Лесозаготовители сжимаются в центре освещенного пространства — недалеко от будки передвижной электростанции. Шесть человек садятся в тесный кружок, и только Дарья и Удочкин отсаживаются в сторонку, в тень. Михаил Силантьев сначала хочет сесть к ним, но садится напротив.
— Устала? — шепотом спрашивает Петр.
— Немного! — отвечает Дарья застоявшимся, хрипловатым голосом. Она наполовину в свете лампочки, Петру видны колени под темной юбкой, руки, лежащие на них, да кончик сапога. Остальное скрывается в темноте, и от этого кажется, что Дарья говорит издалека.
— Через час пошабашим! — успокаивает ее Петр, но Дарья еще глубже уходит в тень. Стараясь разглядеть ее лицо, Удочкин тоже ныряет в тьму, и Михаил Силантьев, не спускающий с них глаз, видит только блестящую точку начищенного Дарьиного сапога.
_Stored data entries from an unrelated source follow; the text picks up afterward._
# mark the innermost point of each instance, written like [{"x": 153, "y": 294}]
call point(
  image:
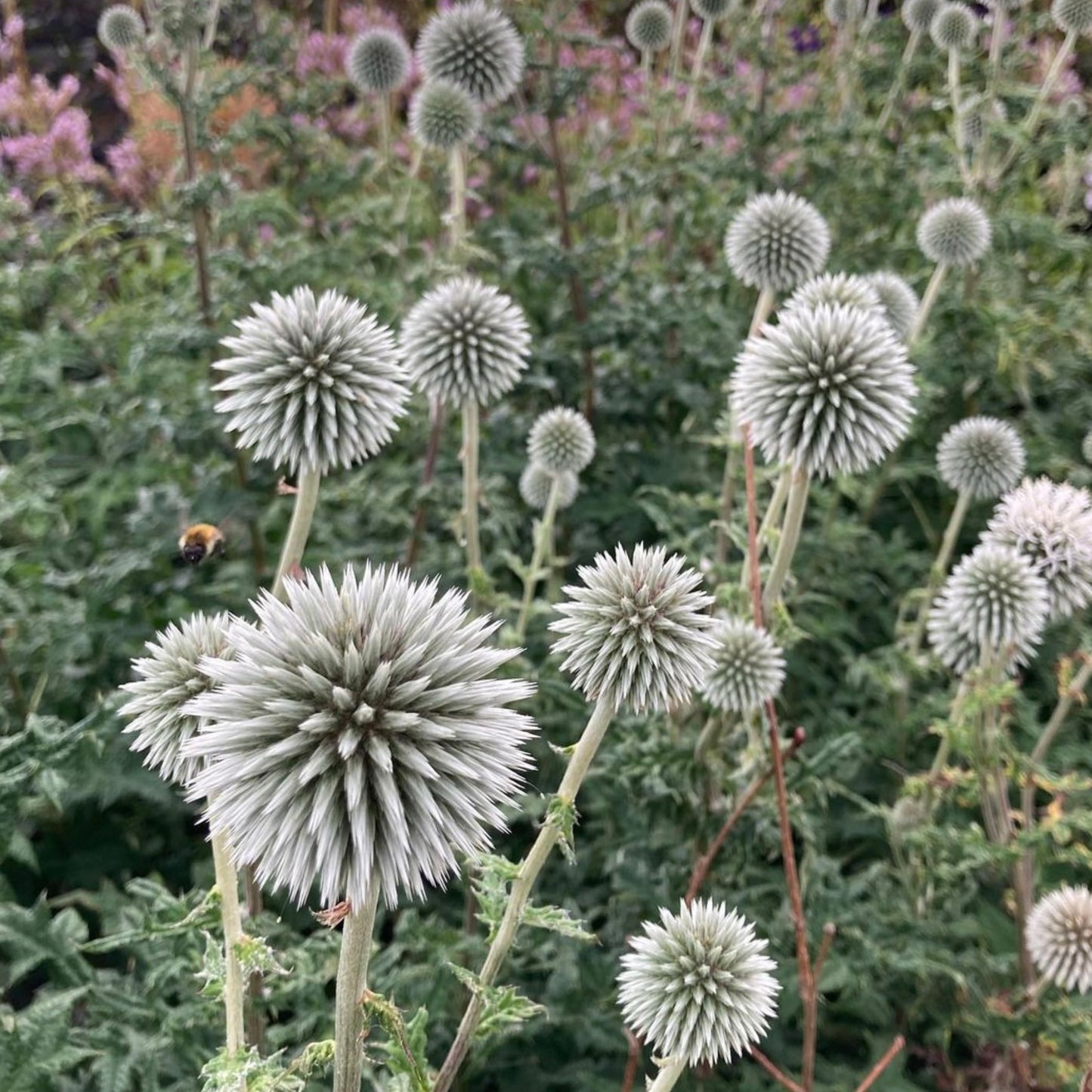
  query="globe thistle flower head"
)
[
  {"x": 954, "y": 26},
  {"x": 698, "y": 985},
  {"x": 899, "y": 301},
  {"x": 829, "y": 388},
  {"x": 169, "y": 679},
  {"x": 474, "y": 46},
  {"x": 444, "y": 116},
  {"x": 561, "y": 441},
  {"x": 635, "y": 631},
  {"x": 537, "y": 481},
  {"x": 312, "y": 383},
  {"x": 466, "y": 342},
  {"x": 748, "y": 667},
  {"x": 1050, "y": 524},
  {"x": 122, "y": 29},
  {"x": 360, "y": 736},
  {"x": 777, "y": 242},
  {"x": 1060, "y": 937},
  {"x": 993, "y": 608},
  {"x": 649, "y": 26},
  {"x": 378, "y": 61},
  {"x": 982, "y": 456},
  {"x": 954, "y": 232},
  {"x": 1074, "y": 17}
]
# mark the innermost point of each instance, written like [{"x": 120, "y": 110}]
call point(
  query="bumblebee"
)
[{"x": 199, "y": 542}]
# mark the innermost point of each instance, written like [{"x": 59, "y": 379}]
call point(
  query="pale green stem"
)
[
  {"x": 579, "y": 763},
  {"x": 292, "y": 554},
  {"x": 227, "y": 885},
  {"x": 543, "y": 537},
  {"x": 352, "y": 981}
]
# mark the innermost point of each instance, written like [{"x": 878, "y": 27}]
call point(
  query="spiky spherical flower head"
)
[
  {"x": 475, "y": 46},
  {"x": 167, "y": 679},
  {"x": 1050, "y": 523},
  {"x": 466, "y": 342},
  {"x": 993, "y": 608},
  {"x": 1060, "y": 937},
  {"x": 537, "y": 481},
  {"x": 1074, "y": 17},
  {"x": 378, "y": 61},
  {"x": 636, "y": 630},
  {"x": 899, "y": 301},
  {"x": 777, "y": 242},
  {"x": 360, "y": 736},
  {"x": 311, "y": 383},
  {"x": 561, "y": 441},
  {"x": 917, "y": 14},
  {"x": 698, "y": 985},
  {"x": 444, "y": 116},
  {"x": 954, "y": 232},
  {"x": 982, "y": 456},
  {"x": 122, "y": 29},
  {"x": 748, "y": 667},
  {"x": 829, "y": 388},
  {"x": 649, "y": 26}
]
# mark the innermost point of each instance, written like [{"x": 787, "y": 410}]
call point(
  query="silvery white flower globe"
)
[
  {"x": 475, "y": 46},
  {"x": 993, "y": 604},
  {"x": 954, "y": 26},
  {"x": 561, "y": 441},
  {"x": 1060, "y": 937},
  {"x": 466, "y": 342},
  {"x": 537, "y": 481},
  {"x": 311, "y": 383},
  {"x": 748, "y": 667},
  {"x": 954, "y": 232},
  {"x": 636, "y": 633},
  {"x": 1050, "y": 523},
  {"x": 444, "y": 116},
  {"x": 982, "y": 456},
  {"x": 899, "y": 301},
  {"x": 120, "y": 29},
  {"x": 828, "y": 387},
  {"x": 378, "y": 61},
  {"x": 649, "y": 26},
  {"x": 360, "y": 736},
  {"x": 169, "y": 679},
  {"x": 777, "y": 242},
  {"x": 698, "y": 986}
]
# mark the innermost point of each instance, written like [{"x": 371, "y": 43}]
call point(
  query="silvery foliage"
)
[
  {"x": 466, "y": 342},
  {"x": 311, "y": 383},
  {"x": 475, "y": 46},
  {"x": 561, "y": 439},
  {"x": 830, "y": 388},
  {"x": 635, "y": 631},
  {"x": 1060, "y": 937},
  {"x": 993, "y": 608},
  {"x": 378, "y": 61},
  {"x": 535, "y": 484},
  {"x": 748, "y": 667},
  {"x": 444, "y": 116},
  {"x": 777, "y": 242},
  {"x": 167, "y": 679},
  {"x": 982, "y": 456},
  {"x": 360, "y": 738},
  {"x": 899, "y": 301},
  {"x": 698, "y": 986},
  {"x": 954, "y": 232},
  {"x": 1050, "y": 523}
]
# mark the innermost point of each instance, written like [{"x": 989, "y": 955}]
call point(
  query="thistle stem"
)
[
  {"x": 549, "y": 836},
  {"x": 352, "y": 979},
  {"x": 292, "y": 554}
]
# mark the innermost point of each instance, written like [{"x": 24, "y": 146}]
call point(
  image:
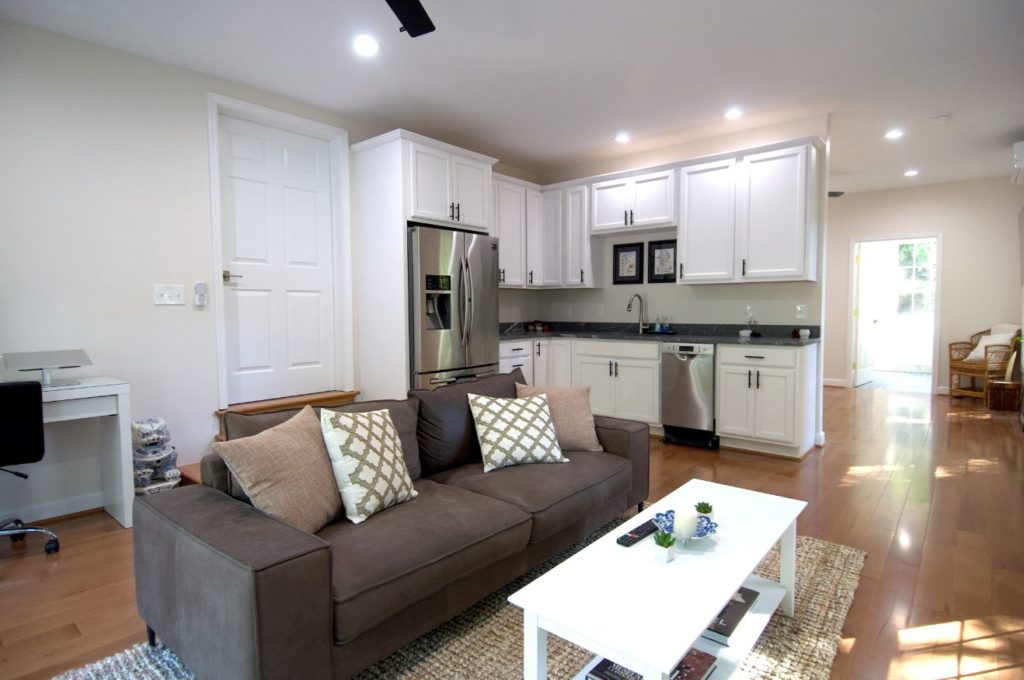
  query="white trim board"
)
[{"x": 341, "y": 238}]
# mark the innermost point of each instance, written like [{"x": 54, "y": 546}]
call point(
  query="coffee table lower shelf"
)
[{"x": 770, "y": 594}]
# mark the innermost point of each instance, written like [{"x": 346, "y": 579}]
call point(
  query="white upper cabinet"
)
[
  {"x": 470, "y": 190},
  {"x": 578, "y": 270},
  {"x": 639, "y": 202},
  {"x": 544, "y": 244},
  {"x": 750, "y": 218},
  {"x": 707, "y": 222},
  {"x": 431, "y": 182},
  {"x": 774, "y": 216},
  {"x": 449, "y": 186},
  {"x": 510, "y": 227}
]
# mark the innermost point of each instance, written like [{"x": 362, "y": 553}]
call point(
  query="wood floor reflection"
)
[{"x": 932, "y": 491}]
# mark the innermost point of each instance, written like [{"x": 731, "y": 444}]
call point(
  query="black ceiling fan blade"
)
[{"x": 413, "y": 16}]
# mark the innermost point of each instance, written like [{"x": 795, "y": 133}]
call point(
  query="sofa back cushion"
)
[
  {"x": 446, "y": 434},
  {"x": 404, "y": 414}
]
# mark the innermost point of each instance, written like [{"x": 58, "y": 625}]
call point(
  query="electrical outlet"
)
[{"x": 168, "y": 294}]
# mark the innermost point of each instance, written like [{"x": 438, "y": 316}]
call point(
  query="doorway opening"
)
[{"x": 895, "y": 292}]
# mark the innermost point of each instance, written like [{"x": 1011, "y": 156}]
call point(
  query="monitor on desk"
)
[{"x": 46, "y": 362}]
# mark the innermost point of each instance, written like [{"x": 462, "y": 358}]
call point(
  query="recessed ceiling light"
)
[{"x": 366, "y": 45}]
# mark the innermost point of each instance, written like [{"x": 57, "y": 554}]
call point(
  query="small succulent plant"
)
[{"x": 666, "y": 523}]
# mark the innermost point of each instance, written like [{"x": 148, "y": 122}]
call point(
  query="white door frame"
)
[
  {"x": 851, "y": 350},
  {"x": 341, "y": 236}
]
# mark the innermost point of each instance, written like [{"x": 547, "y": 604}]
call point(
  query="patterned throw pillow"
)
[
  {"x": 366, "y": 456},
  {"x": 514, "y": 431}
]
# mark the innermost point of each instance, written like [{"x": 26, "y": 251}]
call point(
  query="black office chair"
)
[{"x": 20, "y": 442}]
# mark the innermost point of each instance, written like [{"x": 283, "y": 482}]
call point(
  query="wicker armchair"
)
[{"x": 972, "y": 378}]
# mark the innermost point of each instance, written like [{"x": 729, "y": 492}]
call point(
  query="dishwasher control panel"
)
[{"x": 687, "y": 348}]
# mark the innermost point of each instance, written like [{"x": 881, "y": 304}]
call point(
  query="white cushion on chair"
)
[
  {"x": 999, "y": 329},
  {"x": 978, "y": 353}
]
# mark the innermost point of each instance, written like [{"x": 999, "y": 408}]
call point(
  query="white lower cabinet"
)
[
  {"x": 553, "y": 363},
  {"x": 624, "y": 378},
  {"x": 765, "y": 397},
  {"x": 516, "y": 354}
]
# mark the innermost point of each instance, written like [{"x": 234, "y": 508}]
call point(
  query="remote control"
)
[{"x": 637, "y": 535}]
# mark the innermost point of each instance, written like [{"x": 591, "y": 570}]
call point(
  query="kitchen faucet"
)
[{"x": 629, "y": 307}]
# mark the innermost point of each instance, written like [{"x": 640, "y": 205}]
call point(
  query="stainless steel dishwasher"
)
[{"x": 688, "y": 393}]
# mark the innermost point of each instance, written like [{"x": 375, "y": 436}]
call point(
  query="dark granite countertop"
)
[{"x": 692, "y": 333}]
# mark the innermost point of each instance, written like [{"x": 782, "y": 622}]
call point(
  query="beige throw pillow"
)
[
  {"x": 286, "y": 472},
  {"x": 514, "y": 431},
  {"x": 570, "y": 413},
  {"x": 366, "y": 456}
]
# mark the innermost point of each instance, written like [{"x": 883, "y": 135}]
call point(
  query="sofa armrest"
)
[
  {"x": 233, "y": 592},
  {"x": 631, "y": 439}
]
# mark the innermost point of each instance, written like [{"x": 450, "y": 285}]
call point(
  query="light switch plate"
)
[{"x": 168, "y": 294}]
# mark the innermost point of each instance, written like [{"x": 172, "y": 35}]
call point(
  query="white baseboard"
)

Силантьев держит в неподвижной руке самокрутку, забывает о ней и внезапно ошалело дергает пальцами — самокрутка догорела до руки. Ему не слышны голоса Петра и Дарьи, и поэтому чудится, что в этот самый момент Удочкин наклонился к женщине, прижался к ее губам. Вот почему ни слова, ни звука не издают они.
«Не может быть, при людях постесняются!» — успокаивает себя Михаил, но не выдерживает: поднимается, идет в тень, где скрываются Петр и Дарья.
— Слушай, Петр, посмотри-ка мою пилу, — просит он Удочкина. — Не пойму, что с ней!
Петр послушно идет за Силантьевым, поднимает небрежно брошенную им пилу, щелкает выключателем — пила злобно воет. Сразу же высовывается из электростанции Изюмин.
— Что с пилой? — кричит он.
— Ничего! — поспешно отвечает Силантьев. — Сами разберемся!
Механик скрывается. Пила воет в руках Петра, он прижимает пильную цепь к стволу, сильно и плавно надавливает, погружает в пропил круговыми движениями. Она всасывается в дерево, как в воду: глухо стукотнув по настилу, отваливается кряж. Приблизив к глазам пилу, Петр осматривает ее — внимательно, подробно. Михаил Силантьев стоит рядом и терпеливо ждет.
— В порядке! Не знаю, что тебе причудилось!